Household water only costs NT$10 per tonne in Taiwan. Extraneous figures notwithstanding, this makes the nation’s water prices the third-lowest in the world.
Not only does Taiwan Water Corp (Taiwater) have difficulty covering its costs, but for decades, it has failed to achieve the legal 5 percent minimum rate of return. It must be frustrating for the company not to be able to set its own prices.
Taiwan has a water leakage rate of about 13.9 percent, putting it among the top 10 percent of large metropolises around the world. Although the leakage rate is not particularly serious in itself, low water prices mean that Taiwater lacks the financial resources to upgrade water pipes to more efficient, larger versions made of better quality materials with a longer service life.

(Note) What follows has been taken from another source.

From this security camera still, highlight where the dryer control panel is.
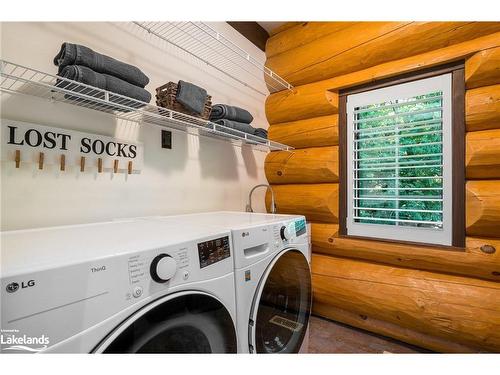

This is regrettable in a nation with as few natural water reserves as Taiwan. For decades, Taiwater has found it impossible to turn a profit, or accumulate the funds to effect the needed upgrades. Given the legislative supervision, as well as criticism in the media and among the public, of water leakage, it is time to re-evaluate the policy for setting water prices.
Adjustments to the prices of water, electricity and gas have a direct impact on people’s lives, and always lead to legislative clashes and controversies fanned by the media — to the extent that chief executives resign and finance ministers are asked to step down, regardless of which political party is in power.
The administration of former president Ma Ying-jeou (馬英九) oversaw a sudden hike in gas prices without seeming to consider the condition of the state coffers or the disapproval of the public, which caused support for the Chinese Nationalist Party (KMT), and Ma’s own approval rating, to plummet.
In the immediate aftermath of World War II, a war-ravaged Tokyo was left with a water leakage rate of more than 80 percent. After almost two decades of infrastructure improvement projects, the rate was reduced to 23 percent, in time for the 1964 Tokyo Summer Olympics.
Tokyo has continued to improve its water system and lower the leakage rate. A project over the span of 50 years had by 2019 reduced the rate to 3 percent, the lowest in the world.
Two crucial reasons account for this success.
First, the price of household water was in 1975 raised by 160 percent, improving the finances of the Tokyo Bureau of Waterworks, and allowing it to replace pipes with better quality ones and modernize the water system.
Second, in 1980, the city introduced a program that provided homeowners with stainless steel replacement pipes, using a patented technology, so that pipes would not cause water loss due to earthquakes.
Taiwater is responsible for supplying water to the whole nation through a pipe network that spans more than 64,000km. More than 30,000km of the network is comprised of old polyvinyl chloride pipes, which the company cannot replace due to its financial situation.
If the water problem is to be solved, the low price of water — NT$10 per tonne — must be reviewed.
Kuo Chun-ming is chairman of the Chinese Taiwan Water Works Association.